The Indian High Court of Karnataka dismissed Twitter’s petition against the Central government’s blocking orders on Friday and imposed a ₹5 million rupees fine on the microblogging platform. The judgement comes almost a year after Twitter filed a petition in July of last year and was delivered by the single-judge bench of Justice Dixit.
Twitter filed the petition challenging the blocking order issued by the Federal Ministry of Electronics and Information Technology under § 69A of the Information Technology Act, in which the Ministry set out several consequences of non-compliance with a series of blocking orders. These included initiating criminal proceedings against the company’s Chief Compliance Officer and removing Twitter’s “safe harbour” immunity, a protection statutorily afforded to all online intermediaries operating in the country under § 79(1) of the Information Technology Act.
§ 69A of the Information Technology Act permits the Central government the authority to issue information blocking orders to online intermediaries on the grounds of “sovereignty and integrity of India, defence of India, security of the State, friendly relations with foreign States or public order or for preventing incitement to the commission of any cognizable offence relating to above.”
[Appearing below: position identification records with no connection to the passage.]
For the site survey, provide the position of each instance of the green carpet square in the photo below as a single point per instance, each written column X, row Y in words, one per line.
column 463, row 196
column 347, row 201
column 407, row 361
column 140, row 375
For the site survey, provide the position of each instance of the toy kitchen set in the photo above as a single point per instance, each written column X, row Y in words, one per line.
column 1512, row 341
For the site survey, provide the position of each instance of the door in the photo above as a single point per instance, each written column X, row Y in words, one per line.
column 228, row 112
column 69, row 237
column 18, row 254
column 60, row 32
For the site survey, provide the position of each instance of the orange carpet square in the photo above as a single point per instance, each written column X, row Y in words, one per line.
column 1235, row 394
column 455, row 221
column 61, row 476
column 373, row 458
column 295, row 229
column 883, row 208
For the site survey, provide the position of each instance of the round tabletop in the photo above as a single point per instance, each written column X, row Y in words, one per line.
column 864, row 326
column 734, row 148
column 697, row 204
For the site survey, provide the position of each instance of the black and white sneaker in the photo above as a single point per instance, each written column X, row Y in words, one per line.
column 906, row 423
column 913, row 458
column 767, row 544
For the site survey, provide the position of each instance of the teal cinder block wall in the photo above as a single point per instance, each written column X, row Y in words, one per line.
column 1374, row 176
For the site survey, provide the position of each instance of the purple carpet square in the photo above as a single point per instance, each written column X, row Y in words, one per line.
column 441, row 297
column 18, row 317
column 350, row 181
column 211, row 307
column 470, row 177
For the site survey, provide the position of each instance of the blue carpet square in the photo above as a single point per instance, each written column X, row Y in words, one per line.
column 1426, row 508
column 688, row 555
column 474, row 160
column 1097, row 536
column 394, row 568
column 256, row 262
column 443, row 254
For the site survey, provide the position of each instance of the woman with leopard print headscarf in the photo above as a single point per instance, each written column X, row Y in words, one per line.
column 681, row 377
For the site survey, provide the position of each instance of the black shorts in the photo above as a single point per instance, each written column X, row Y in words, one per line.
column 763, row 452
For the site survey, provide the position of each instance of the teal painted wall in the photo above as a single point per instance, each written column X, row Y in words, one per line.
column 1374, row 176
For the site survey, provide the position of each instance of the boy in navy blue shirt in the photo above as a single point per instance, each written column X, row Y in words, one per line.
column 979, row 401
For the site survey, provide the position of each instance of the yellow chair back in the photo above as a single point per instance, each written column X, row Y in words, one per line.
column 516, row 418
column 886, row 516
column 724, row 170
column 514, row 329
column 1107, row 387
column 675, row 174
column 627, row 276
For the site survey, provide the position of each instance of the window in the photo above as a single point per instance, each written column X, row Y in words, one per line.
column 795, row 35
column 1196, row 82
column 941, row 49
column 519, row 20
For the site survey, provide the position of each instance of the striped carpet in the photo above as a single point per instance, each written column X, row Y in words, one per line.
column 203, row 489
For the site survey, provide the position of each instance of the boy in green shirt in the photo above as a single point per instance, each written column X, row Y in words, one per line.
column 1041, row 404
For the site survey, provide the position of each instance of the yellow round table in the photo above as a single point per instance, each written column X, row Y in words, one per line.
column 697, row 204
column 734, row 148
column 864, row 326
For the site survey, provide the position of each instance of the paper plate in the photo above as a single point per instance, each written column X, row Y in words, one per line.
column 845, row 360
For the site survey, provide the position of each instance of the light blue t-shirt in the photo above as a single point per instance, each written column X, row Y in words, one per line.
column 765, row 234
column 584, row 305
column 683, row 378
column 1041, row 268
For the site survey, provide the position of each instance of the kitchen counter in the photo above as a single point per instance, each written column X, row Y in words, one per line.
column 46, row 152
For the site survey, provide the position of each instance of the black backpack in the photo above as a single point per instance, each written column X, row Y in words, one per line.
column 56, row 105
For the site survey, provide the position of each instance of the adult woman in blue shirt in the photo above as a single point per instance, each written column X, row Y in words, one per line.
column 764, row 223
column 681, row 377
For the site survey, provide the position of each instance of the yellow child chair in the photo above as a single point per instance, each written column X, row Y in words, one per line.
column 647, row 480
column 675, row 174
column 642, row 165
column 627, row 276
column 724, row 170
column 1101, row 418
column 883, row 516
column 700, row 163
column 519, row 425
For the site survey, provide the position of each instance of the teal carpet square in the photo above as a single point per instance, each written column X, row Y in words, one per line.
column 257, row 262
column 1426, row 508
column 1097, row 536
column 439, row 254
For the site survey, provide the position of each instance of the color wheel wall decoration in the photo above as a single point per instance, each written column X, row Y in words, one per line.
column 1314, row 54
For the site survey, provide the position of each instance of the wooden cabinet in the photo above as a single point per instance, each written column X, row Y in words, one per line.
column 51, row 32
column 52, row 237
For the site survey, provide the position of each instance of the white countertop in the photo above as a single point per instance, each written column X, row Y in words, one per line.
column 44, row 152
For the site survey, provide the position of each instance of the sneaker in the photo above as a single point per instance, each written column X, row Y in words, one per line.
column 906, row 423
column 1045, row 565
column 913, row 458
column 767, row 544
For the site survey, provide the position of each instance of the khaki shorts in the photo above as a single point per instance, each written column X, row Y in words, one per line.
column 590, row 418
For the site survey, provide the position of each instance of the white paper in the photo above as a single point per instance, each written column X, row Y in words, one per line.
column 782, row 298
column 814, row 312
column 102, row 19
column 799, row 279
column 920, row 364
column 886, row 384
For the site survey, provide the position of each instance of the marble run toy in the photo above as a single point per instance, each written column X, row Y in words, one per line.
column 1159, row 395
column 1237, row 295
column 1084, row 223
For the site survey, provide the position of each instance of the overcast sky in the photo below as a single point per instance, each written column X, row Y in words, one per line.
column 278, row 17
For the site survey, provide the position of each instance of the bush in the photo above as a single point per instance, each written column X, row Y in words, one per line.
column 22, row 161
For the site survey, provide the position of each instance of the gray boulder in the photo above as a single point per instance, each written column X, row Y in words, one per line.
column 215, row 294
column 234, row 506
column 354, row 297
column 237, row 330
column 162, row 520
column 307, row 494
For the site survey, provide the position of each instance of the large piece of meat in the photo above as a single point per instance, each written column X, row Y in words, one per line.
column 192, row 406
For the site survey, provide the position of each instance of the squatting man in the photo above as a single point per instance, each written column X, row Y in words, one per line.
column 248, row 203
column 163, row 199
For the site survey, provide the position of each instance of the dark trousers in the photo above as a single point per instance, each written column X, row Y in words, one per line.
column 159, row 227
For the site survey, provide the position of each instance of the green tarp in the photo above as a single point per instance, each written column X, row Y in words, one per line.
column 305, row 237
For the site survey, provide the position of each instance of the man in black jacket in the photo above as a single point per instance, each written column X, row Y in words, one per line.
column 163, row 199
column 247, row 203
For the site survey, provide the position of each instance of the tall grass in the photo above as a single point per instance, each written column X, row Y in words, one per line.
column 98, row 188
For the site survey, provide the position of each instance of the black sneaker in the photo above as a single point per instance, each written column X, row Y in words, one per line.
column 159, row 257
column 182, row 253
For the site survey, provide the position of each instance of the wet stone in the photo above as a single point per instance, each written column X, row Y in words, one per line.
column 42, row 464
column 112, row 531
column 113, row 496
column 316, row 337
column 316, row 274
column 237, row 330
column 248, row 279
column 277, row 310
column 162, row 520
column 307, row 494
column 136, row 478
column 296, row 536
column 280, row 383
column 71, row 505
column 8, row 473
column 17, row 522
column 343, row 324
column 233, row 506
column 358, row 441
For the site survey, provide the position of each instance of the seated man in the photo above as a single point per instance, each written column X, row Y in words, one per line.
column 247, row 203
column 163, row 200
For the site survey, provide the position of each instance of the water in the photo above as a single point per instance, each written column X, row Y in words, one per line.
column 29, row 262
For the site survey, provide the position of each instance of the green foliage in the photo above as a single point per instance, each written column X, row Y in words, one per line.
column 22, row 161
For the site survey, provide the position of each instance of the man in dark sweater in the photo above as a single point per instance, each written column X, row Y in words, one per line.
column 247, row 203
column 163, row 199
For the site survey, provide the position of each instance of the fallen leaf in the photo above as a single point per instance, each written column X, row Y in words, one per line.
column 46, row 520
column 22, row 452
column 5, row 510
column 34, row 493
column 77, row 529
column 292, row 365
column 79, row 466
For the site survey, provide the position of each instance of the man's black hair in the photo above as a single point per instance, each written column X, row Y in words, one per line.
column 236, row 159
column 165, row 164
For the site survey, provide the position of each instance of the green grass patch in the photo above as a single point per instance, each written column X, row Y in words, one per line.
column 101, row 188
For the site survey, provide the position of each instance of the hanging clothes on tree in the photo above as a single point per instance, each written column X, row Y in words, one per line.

Twitter contended in its petition that information blocking orders were both “procedurally and substantially deficient of the provision” and “demonstrate excessive use of powers and are disproportionate.” The primary contention was that the Ministry failed to provide the grounds for the blocking to be conducted, nor reasons in support of them which are in contravention of S. 69A as well as the previous jurisprudence of the Supreme Court in Shreya Singhal v. Union of India. Further, they submitted that blocking orders violates free speech under Article 19 of the Constitution and demonstrates an excessive, disproportionate and arbitrary use of powers. Also argued by the petitioners was that blocking the entire handle of the user instead of individual tweets would be disproportionate and affect the platform’s business.
The court rejected Twitter’s arguments that the Ministry was bound to provide reasons to the users of the accounts, stating:
I am of the considered opinion that notice to users of account in terms of Rule 8(1) of the Website Blocking Rules is not mandatory and that in any event, the absence of such notice does not avail to the intermediary as a ground for assailing the Blocking Orders.
The court also rejected the disproportionality argument, accepting the Central government’s argument that differentiating the innocuous tweets and offending tweets would be both “impracticable” and “not serving the statutory purpose,” relying on the jurisprudence laid down in Anuradha Bhasin v. Union of India. The court refused to lay down guidelines for the Centre to exercise its powers under Section 69A, terming it “judicially unassessable” by relying on the doctrine of separation of powers. The bench refused Twitter’s request to stay the operation of the order and declared the petition as “devoid of merits,” and dismissed it.
This development is the latest in a series of legal conflicts between the popular social media platform and the Ministry of Electronics and Information Technology over Twitter’s alleged non-compliance with several online information blocking orders and comes weeks after Twitter’s ex-CEO claimed that India threatened to shut down the platform in the country and raid the homes of employees, a statement that Indian Deputy Minister for Information Technology Rajeev Chandrashekhar has called a “lie.”